At the summerhouse our main food source was the fish. We ate (well i guess we still do) fish for breakfast lunch and dinner. In the evenings we would get the boat out and go fishing farther into the bay. Sometimes we took the boat out to the “black sea” as we used to call it, because it was so deep and the water was all black out there, and tried our luck with the fishing nets out there. That place scared me, but it was always a thrilling adventure to go all the way out there. Most often though we took the boat out and laid our fishing nets straight out from the shoreline. This became something that I helped my dad with a lot.
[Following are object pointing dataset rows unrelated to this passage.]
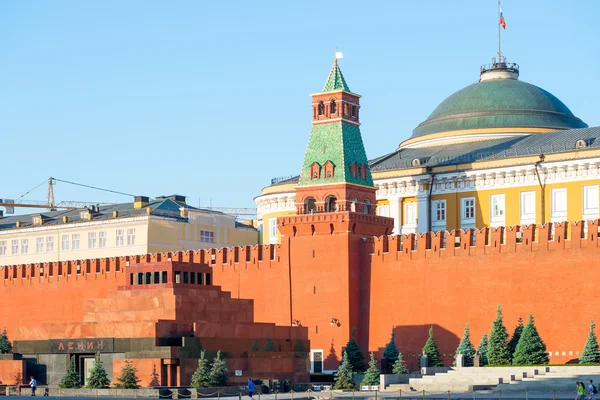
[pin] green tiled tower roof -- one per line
(335, 80)
(341, 144)
(338, 142)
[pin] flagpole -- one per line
(499, 52)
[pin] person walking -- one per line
(33, 384)
(250, 388)
(593, 391)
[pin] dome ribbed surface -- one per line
(499, 103)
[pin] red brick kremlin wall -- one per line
(401, 284)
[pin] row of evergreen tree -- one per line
(98, 378)
(525, 347)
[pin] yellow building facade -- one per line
(500, 152)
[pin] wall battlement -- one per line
(260, 255)
(456, 243)
(512, 239)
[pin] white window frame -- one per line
(591, 202)
(273, 237)
(120, 237)
(312, 360)
(207, 236)
(75, 241)
(64, 240)
(439, 214)
(131, 237)
(39, 245)
(383, 210)
(102, 239)
(497, 210)
(558, 211)
(527, 207)
(49, 244)
(92, 243)
(467, 221)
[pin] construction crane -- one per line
(50, 203)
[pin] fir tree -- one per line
(269, 346)
(355, 356)
(531, 349)
(5, 344)
(514, 340)
(390, 355)
(128, 378)
(590, 353)
(434, 358)
(372, 374)
(98, 377)
(482, 349)
(343, 377)
(218, 372)
(201, 377)
(399, 367)
(71, 379)
(466, 349)
(498, 353)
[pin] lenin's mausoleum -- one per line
(468, 214)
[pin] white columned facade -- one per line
(396, 213)
(423, 211)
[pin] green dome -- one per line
(499, 103)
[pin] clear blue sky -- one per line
(210, 99)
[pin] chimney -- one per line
(178, 198)
(140, 202)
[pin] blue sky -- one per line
(211, 99)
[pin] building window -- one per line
(102, 239)
(273, 230)
(367, 207)
(467, 212)
(383, 211)
(130, 237)
(207, 236)
(64, 243)
(410, 214)
(75, 241)
(439, 210)
(91, 240)
(559, 205)
(591, 208)
(39, 245)
(120, 237)
(497, 209)
(527, 208)
(49, 244)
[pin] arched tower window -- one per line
(321, 108)
(353, 204)
(310, 206)
(367, 208)
(331, 204)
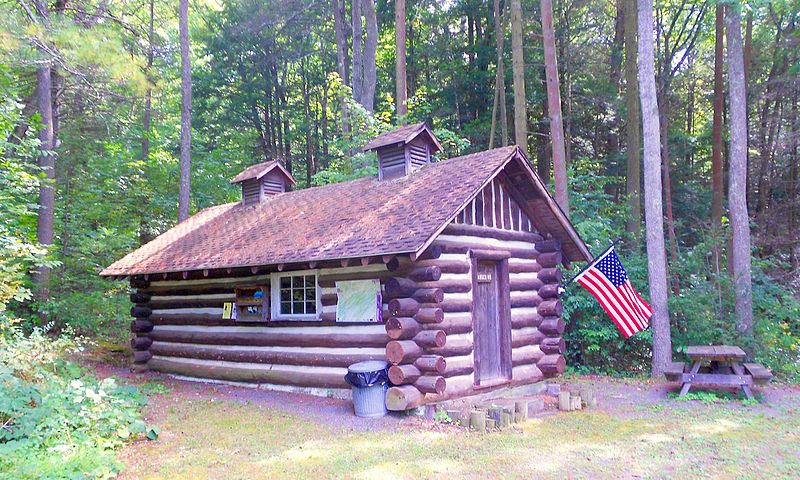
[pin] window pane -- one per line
(286, 308)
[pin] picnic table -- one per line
(717, 366)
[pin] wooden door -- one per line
(490, 352)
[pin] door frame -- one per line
(500, 257)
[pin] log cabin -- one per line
(448, 270)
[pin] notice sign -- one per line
(358, 301)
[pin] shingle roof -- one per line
(401, 135)
(364, 217)
(259, 170)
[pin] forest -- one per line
(671, 129)
(120, 118)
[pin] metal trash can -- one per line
(370, 381)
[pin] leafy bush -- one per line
(56, 421)
(702, 310)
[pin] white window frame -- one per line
(275, 294)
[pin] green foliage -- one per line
(701, 312)
(56, 421)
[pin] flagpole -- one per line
(590, 264)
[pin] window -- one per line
(252, 304)
(296, 295)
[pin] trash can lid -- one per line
(368, 366)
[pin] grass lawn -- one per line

Laying out the fishing net in the evening, and picking it back up early next morning, before the seagulls started to get into them.

This summer W, his mom and aunt came with me to Sweden and the summerhouse. We had such a nice time and I loved that I was finally able to show them where my roots are. In the evening we all went out in the boat and put out three fishing nets and wished for the best.
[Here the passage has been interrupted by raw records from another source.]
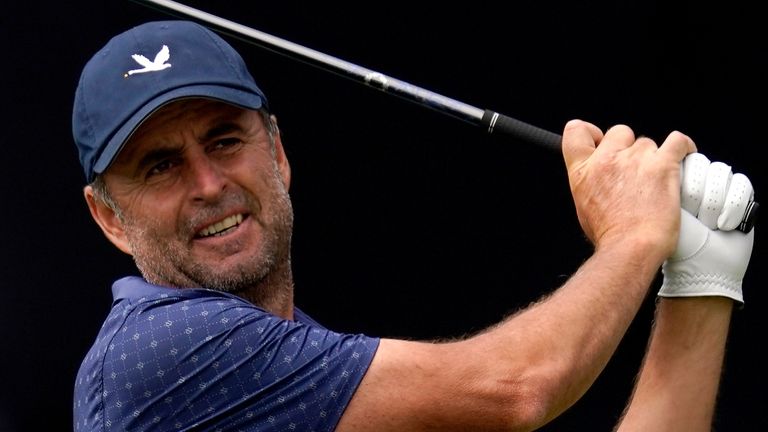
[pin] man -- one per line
(187, 172)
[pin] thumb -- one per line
(580, 139)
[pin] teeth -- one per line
(220, 226)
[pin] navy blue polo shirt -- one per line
(173, 359)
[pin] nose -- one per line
(206, 178)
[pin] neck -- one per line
(274, 293)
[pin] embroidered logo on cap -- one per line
(158, 64)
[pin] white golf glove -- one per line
(711, 257)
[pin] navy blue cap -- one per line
(141, 70)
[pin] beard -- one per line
(167, 260)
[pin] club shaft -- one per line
(491, 121)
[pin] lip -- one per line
(245, 218)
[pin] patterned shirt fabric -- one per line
(171, 359)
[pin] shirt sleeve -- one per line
(217, 363)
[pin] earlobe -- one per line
(282, 160)
(107, 220)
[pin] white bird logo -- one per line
(158, 64)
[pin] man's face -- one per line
(204, 197)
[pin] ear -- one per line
(282, 160)
(106, 218)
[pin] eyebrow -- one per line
(153, 156)
(220, 129)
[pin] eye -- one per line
(161, 167)
(225, 143)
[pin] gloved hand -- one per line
(711, 257)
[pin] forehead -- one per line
(198, 116)
(191, 113)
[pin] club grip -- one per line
(750, 216)
(499, 123)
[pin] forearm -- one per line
(556, 349)
(678, 383)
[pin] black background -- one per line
(409, 222)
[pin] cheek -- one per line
(159, 214)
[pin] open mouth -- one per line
(222, 227)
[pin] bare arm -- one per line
(526, 370)
(680, 376)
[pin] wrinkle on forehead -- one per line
(187, 113)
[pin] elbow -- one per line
(527, 404)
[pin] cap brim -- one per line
(238, 97)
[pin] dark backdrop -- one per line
(408, 222)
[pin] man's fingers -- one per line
(694, 170)
(678, 145)
(740, 193)
(712, 202)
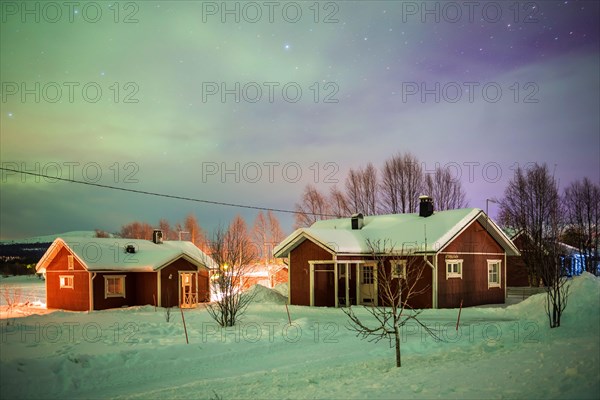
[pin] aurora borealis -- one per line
(247, 102)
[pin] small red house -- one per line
(267, 275)
(464, 254)
(99, 273)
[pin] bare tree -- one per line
(196, 233)
(277, 234)
(401, 184)
(398, 282)
(530, 201)
(553, 272)
(266, 233)
(582, 206)
(338, 203)
(234, 253)
(447, 192)
(312, 208)
(361, 190)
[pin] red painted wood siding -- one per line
(76, 299)
(102, 303)
(170, 287)
(516, 270)
(299, 270)
(472, 289)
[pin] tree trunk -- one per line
(397, 339)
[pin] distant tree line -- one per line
(547, 220)
(258, 240)
(393, 189)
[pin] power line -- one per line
(169, 196)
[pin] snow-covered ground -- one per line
(503, 352)
(24, 289)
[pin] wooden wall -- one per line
(475, 247)
(516, 270)
(169, 290)
(76, 299)
(299, 271)
(101, 303)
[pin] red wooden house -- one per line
(464, 254)
(267, 275)
(99, 273)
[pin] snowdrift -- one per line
(264, 295)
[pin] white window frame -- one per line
(106, 279)
(452, 274)
(398, 269)
(66, 281)
(497, 283)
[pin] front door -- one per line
(367, 284)
(187, 290)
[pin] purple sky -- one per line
(527, 74)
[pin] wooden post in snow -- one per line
(184, 328)
(288, 311)
(459, 311)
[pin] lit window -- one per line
(453, 269)
(114, 286)
(494, 273)
(367, 274)
(66, 281)
(399, 269)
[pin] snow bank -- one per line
(583, 303)
(283, 289)
(263, 295)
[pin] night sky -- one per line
(247, 103)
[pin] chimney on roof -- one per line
(357, 221)
(157, 236)
(425, 206)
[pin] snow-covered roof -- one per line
(109, 254)
(405, 232)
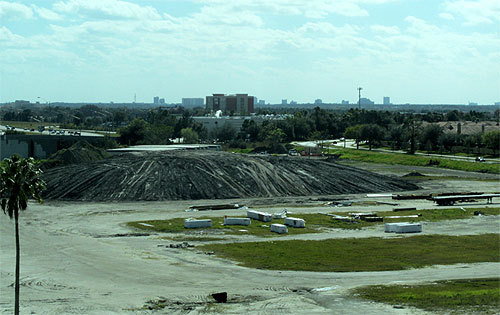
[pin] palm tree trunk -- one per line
(18, 258)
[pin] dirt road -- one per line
(72, 264)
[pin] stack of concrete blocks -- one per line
(261, 216)
(279, 228)
(194, 224)
(295, 222)
(236, 221)
(403, 227)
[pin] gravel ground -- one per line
(68, 267)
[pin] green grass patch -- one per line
(464, 296)
(189, 238)
(415, 160)
(363, 254)
(238, 150)
(429, 178)
(315, 222)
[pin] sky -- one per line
(414, 51)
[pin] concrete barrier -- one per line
(295, 222)
(261, 216)
(194, 224)
(279, 228)
(403, 227)
(236, 221)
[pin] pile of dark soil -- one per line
(80, 152)
(208, 175)
(414, 174)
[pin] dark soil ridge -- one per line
(209, 175)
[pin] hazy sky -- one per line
(415, 51)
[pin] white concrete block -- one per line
(295, 222)
(408, 228)
(261, 216)
(193, 224)
(390, 227)
(236, 221)
(279, 228)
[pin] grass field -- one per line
(363, 254)
(414, 160)
(255, 228)
(24, 124)
(461, 296)
(315, 222)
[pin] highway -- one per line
(351, 144)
As a fisherman, or fisherwoman the are no late mornings, and we got up early the next day to claim our bounty before the seagulls did.
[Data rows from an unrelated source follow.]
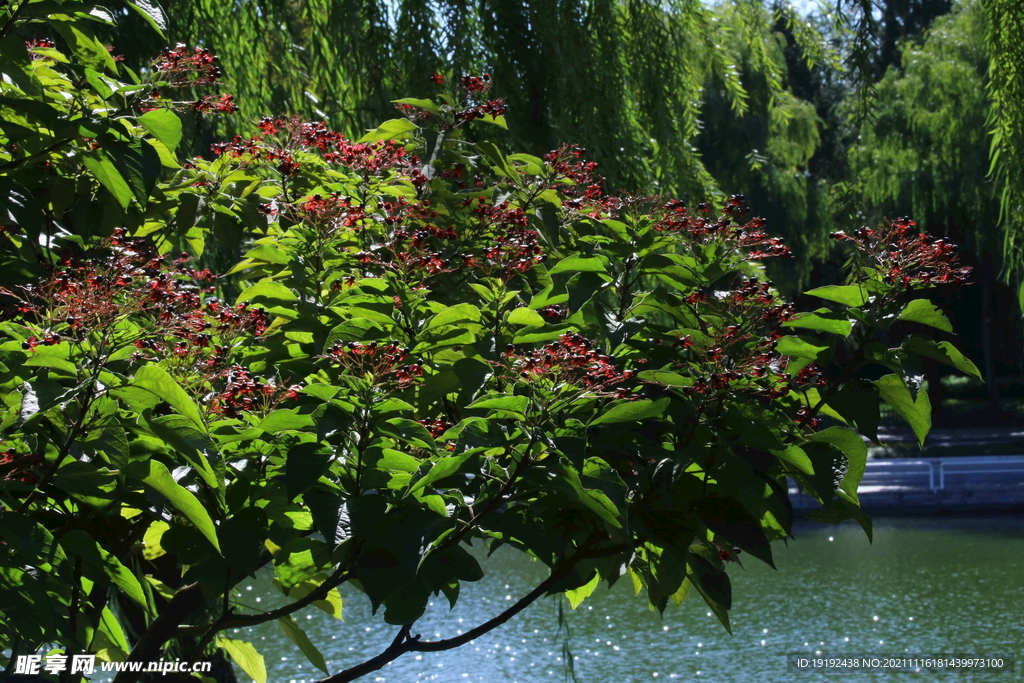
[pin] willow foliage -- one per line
(1006, 88)
(926, 148)
(624, 78)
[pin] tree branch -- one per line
(403, 643)
(186, 601)
(231, 621)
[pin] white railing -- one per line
(890, 472)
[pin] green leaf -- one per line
(164, 125)
(514, 407)
(427, 104)
(926, 312)
(101, 565)
(729, 519)
(332, 603)
(525, 316)
(462, 312)
(30, 540)
(152, 13)
(266, 289)
(822, 321)
(632, 411)
(442, 468)
(801, 347)
(850, 295)
(305, 464)
(580, 264)
(86, 482)
(151, 540)
(713, 585)
(138, 163)
(190, 443)
(85, 46)
(154, 473)
(246, 656)
(285, 420)
(941, 351)
(51, 360)
(578, 595)
(299, 637)
(853, 447)
(495, 120)
(918, 413)
(829, 468)
(857, 402)
(390, 130)
(796, 457)
(110, 177)
(409, 431)
(299, 560)
(157, 380)
(667, 378)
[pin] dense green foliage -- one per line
(434, 344)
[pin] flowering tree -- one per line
(433, 344)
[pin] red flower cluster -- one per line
(381, 364)
(677, 218)
(572, 359)
(125, 278)
(908, 257)
(245, 392)
(224, 104)
(366, 158)
(333, 210)
(576, 178)
(436, 427)
(182, 67)
(514, 252)
(804, 418)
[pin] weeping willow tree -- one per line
(925, 153)
(1005, 41)
(624, 78)
(766, 148)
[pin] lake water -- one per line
(952, 586)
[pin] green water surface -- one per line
(926, 586)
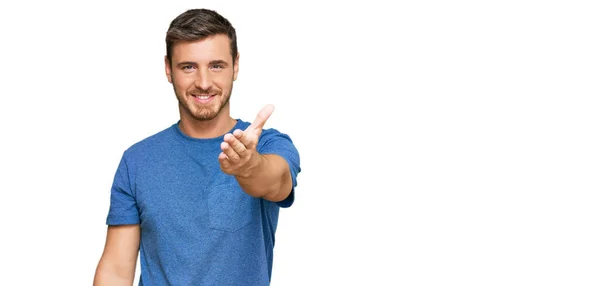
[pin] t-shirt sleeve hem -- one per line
(121, 220)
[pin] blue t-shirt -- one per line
(198, 227)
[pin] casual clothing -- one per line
(198, 227)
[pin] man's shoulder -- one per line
(157, 140)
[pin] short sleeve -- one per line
(274, 142)
(123, 208)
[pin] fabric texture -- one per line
(198, 227)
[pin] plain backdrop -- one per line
(441, 142)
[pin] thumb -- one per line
(261, 119)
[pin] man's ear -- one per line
(236, 66)
(168, 70)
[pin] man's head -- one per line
(201, 62)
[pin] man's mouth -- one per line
(203, 97)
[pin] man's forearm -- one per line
(106, 278)
(270, 179)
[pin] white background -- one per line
(441, 142)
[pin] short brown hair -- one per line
(197, 24)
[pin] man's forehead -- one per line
(207, 49)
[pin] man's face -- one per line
(202, 74)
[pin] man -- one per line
(200, 200)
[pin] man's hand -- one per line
(239, 156)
Once the nets are back up on dry land the tedious work begins. First, the struggle to untangle and remove the fish from the net, and second to clean the net.

My dad of course knows how to untangle the nets like the back of his hand. He is a man of many trades and being a fisherman is one. He easily balances around the stones by the beach before he pushes out the boat from the shore wearing his clogs, just as easy as he removes the fish from the net. He knows exactly how much or how little of the juniper you need to get that perfect smell and flavor of a smoked fish.

Life is calmer at the summer house, and maybe this is also where I learned to appreciate life. From now on a visit to the summerhouse will be on my bucketlist for every single year ahead. If you ever wonder how it is to feel rich, this is it. A freezer full of fish and berries, and everything else you can acquire from the land.

When I was young my mom taught me how to clean and fillet the fish, she was a master of this and one summer I became one too. That was a long time ago, and I can’t really remember how to do it. But every now and then when we buy whole fish I magically know exactly where to cut the fish to remove the bones. My dad was doing this job now, he claims he’s not good at it, that mom was the master. The more I think about it, the more I understand where my ability to prepare things from scratch comes from. It all started here.